INDIGNAÇÃO PATRIÓTICA

É impressionante a crise ética existente no país.  A classe política efetivamente perdeu o rumo e, com ela, também ficou à deriva o desenvolvimento e a economia brasileira.

Vivemos a plena falta de lideranças no meio político e também na sociedade. Há um esvaziamento de quadros partidários, sob o ponto de vista da qualidade, a ponto de políticos jovens dizerem que abominam partidos, esquecendo-se que dependem deles para serem eleitos.
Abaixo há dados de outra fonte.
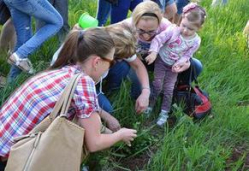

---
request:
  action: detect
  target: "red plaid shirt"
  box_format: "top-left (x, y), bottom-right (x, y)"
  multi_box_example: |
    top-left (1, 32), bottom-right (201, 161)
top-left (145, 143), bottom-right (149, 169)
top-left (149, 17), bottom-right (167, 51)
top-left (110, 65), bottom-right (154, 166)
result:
top-left (0, 66), bottom-right (99, 157)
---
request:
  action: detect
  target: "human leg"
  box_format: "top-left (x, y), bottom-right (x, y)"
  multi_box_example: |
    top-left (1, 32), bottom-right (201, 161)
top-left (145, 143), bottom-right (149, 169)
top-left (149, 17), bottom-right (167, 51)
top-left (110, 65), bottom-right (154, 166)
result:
top-left (97, 90), bottom-right (113, 114)
top-left (0, 18), bottom-right (16, 52)
top-left (161, 67), bottom-right (178, 112)
top-left (177, 58), bottom-right (203, 85)
top-left (5, 0), bottom-right (32, 81)
top-left (157, 66), bottom-right (177, 126)
top-left (128, 68), bottom-right (142, 99)
top-left (5, 0), bottom-right (62, 78)
top-left (111, 0), bottom-right (131, 24)
top-left (0, 158), bottom-right (7, 171)
top-left (6, 0), bottom-right (63, 58)
top-left (149, 56), bottom-right (166, 108)
top-left (54, 0), bottom-right (70, 43)
top-left (97, 0), bottom-right (112, 26)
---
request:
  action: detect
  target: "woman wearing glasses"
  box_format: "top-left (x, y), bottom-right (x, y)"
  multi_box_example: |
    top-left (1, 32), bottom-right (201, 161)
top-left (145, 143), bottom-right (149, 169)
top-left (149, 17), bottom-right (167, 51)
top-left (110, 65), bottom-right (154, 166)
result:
top-left (0, 28), bottom-right (136, 170)
top-left (102, 1), bottom-right (202, 115)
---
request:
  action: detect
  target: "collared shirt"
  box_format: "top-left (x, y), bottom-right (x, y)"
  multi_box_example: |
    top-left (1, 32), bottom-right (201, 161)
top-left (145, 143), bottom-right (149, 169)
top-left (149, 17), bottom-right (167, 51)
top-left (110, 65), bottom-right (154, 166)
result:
top-left (0, 65), bottom-right (99, 157)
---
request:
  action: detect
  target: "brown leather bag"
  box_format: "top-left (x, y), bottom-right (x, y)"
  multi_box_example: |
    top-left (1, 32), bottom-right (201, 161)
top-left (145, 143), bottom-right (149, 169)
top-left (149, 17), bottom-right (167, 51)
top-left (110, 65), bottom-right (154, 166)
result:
top-left (5, 74), bottom-right (87, 171)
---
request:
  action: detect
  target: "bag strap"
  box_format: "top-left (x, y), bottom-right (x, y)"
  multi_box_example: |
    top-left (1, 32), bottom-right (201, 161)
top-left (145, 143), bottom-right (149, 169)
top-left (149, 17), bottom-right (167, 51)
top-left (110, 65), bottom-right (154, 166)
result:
top-left (49, 73), bottom-right (81, 121)
top-left (188, 59), bottom-right (198, 87)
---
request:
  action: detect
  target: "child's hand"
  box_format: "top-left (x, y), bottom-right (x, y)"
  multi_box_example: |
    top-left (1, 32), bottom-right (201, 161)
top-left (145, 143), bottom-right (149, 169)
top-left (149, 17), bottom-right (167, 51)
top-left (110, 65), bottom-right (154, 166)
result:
top-left (145, 52), bottom-right (157, 65)
top-left (117, 128), bottom-right (137, 147)
top-left (73, 23), bottom-right (82, 30)
top-left (172, 61), bottom-right (190, 73)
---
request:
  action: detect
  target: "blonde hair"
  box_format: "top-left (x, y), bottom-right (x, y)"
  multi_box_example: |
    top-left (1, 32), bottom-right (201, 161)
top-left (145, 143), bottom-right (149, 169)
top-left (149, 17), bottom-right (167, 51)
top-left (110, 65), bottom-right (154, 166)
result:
top-left (49, 28), bottom-right (115, 69)
top-left (182, 3), bottom-right (207, 27)
top-left (132, 1), bottom-right (163, 27)
top-left (106, 24), bottom-right (136, 59)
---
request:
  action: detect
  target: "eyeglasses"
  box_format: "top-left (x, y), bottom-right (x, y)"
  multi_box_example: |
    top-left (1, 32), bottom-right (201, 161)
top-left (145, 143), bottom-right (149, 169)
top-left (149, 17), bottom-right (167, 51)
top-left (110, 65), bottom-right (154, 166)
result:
top-left (137, 29), bottom-right (157, 36)
top-left (101, 57), bottom-right (116, 68)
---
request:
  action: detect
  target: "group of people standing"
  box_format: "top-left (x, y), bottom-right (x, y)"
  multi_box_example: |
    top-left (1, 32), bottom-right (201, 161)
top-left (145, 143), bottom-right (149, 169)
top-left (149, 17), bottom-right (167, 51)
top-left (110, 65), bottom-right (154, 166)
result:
top-left (0, 0), bottom-right (206, 170)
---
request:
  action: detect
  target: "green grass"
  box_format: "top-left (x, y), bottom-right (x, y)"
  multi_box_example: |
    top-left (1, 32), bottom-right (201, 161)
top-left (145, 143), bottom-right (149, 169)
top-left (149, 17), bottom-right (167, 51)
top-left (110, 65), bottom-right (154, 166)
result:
top-left (0, 0), bottom-right (249, 171)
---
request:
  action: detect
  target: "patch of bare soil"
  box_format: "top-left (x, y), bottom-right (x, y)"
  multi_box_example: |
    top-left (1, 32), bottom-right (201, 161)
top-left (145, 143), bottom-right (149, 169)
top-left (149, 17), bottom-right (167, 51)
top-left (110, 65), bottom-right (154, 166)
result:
top-left (226, 144), bottom-right (249, 171)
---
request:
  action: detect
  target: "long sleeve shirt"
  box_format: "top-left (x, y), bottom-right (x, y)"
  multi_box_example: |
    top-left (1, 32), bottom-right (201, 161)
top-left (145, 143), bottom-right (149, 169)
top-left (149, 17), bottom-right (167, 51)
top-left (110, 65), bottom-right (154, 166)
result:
top-left (149, 25), bottom-right (201, 65)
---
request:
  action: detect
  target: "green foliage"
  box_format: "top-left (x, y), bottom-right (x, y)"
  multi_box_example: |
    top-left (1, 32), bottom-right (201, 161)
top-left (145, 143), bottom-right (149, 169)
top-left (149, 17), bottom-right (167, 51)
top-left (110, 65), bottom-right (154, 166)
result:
top-left (0, 0), bottom-right (249, 171)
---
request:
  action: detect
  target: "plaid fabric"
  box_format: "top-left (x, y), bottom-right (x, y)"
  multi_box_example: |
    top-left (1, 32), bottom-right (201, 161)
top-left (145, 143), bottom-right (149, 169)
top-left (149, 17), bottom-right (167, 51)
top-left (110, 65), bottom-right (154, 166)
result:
top-left (0, 66), bottom-right (99, 157)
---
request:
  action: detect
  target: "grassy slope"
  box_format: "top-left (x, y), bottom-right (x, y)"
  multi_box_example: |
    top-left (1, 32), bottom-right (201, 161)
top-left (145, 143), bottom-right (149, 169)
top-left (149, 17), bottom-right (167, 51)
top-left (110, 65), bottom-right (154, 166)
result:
top-left (0, 0), bottom-right (249, 171)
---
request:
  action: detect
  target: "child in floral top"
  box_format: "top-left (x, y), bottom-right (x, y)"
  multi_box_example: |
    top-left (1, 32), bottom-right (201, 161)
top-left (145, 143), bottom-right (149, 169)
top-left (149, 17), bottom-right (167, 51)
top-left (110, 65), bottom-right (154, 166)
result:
top-left (146, 3), bottom-right (206, 126)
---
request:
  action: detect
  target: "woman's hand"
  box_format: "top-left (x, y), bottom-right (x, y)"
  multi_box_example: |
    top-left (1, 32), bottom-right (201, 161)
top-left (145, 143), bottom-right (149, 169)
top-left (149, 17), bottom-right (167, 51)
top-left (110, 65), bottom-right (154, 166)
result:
top-left (118, 128), bottom-right (137, 147)
top-left (135, 88), bottom-right (150, 113)
top-left (105, 114), bottom-right (121, 132)
top-left (172, 61), bottom-right (190, 73)
top-left (145, 52), bottom-right (157, 65)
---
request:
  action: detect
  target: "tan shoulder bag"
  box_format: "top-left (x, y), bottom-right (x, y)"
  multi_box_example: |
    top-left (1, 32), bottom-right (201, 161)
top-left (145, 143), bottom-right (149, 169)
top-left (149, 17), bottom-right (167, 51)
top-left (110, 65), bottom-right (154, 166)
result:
top-left (5, 74), bottom-right (86, 171)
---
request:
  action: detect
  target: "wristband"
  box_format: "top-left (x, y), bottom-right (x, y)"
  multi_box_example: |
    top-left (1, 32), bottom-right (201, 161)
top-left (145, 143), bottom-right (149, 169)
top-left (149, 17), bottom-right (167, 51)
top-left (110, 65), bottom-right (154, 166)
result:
top-left (142, 87), bottom-right (150, 90)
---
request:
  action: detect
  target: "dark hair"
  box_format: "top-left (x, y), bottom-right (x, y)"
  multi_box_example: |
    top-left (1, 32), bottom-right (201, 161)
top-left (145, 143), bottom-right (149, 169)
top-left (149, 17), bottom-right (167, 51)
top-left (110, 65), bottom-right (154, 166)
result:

Lamentável.

A esse estado de coisas o país reage com repulsa, da mesma forma que São Paulo, em 1932, reagiu à ditadura Vargas, que oprimiu a nação, cerceando as liberdades constitucionais dos cidadãos.

Se há época da Revolução Constitucionalista de 32 os paulistas se indignaram contra a opressão, e com sangue, suor e lágrimas, lograram êxito em ver promulgada uma constituição, agora a indignação não é menor, porém, a forma de lutar, até prova em contrário, é outra.

É inimaginável que tenhamos um presidente da república denunciado pelo Ministério Público Federal, envolto em crimes que o nivelam a um quadrilheiro qualquer.  A República está sendo ferida de morte pelo número de investigados que ocupam cargos públicos eletivos.

Em qualquer país sério, um presidente nessas condições já teria sido afastado para preservar a respeitabilidade do cargo e a imagem externa do país. Em situação similar, todos os ocupantes de altos cargos na Administração Pública ou no Congresso Nacional envolvidos no escândalo, já deveriam ter sido afastados até o fim das investigações.

A economia do país sangra, nossos produtos, a exemplo da carne, são execrados no exterior. Além disso, há um grande conchavo no Congresso Nacional para que se mantenha o presidente denunciado. Os defensores do grupo que está no poder se articulam sem nenhum pudor para a manutenção do status quo. Vergonhoso!

Este é um momento para que todos os brasileiros tenham a mesma consciência que os paulistas, em 1932, tiveram sobre a situação crítica do país. Naquela época, estudantes, trabalhadores e a elite uniram esforços contra as iniquidades do governo, exigindo a volta da legalidade constitucional.

Agora, brasileiros de todos os segmentos sociais devem se unir para exigir a moralização no trato da coisa pública e o expurgo dos que envergonham o nosso país, dilacerando-o com a corrupção desenfreada e descarada, mediante o uso e abuso de cargos públicos.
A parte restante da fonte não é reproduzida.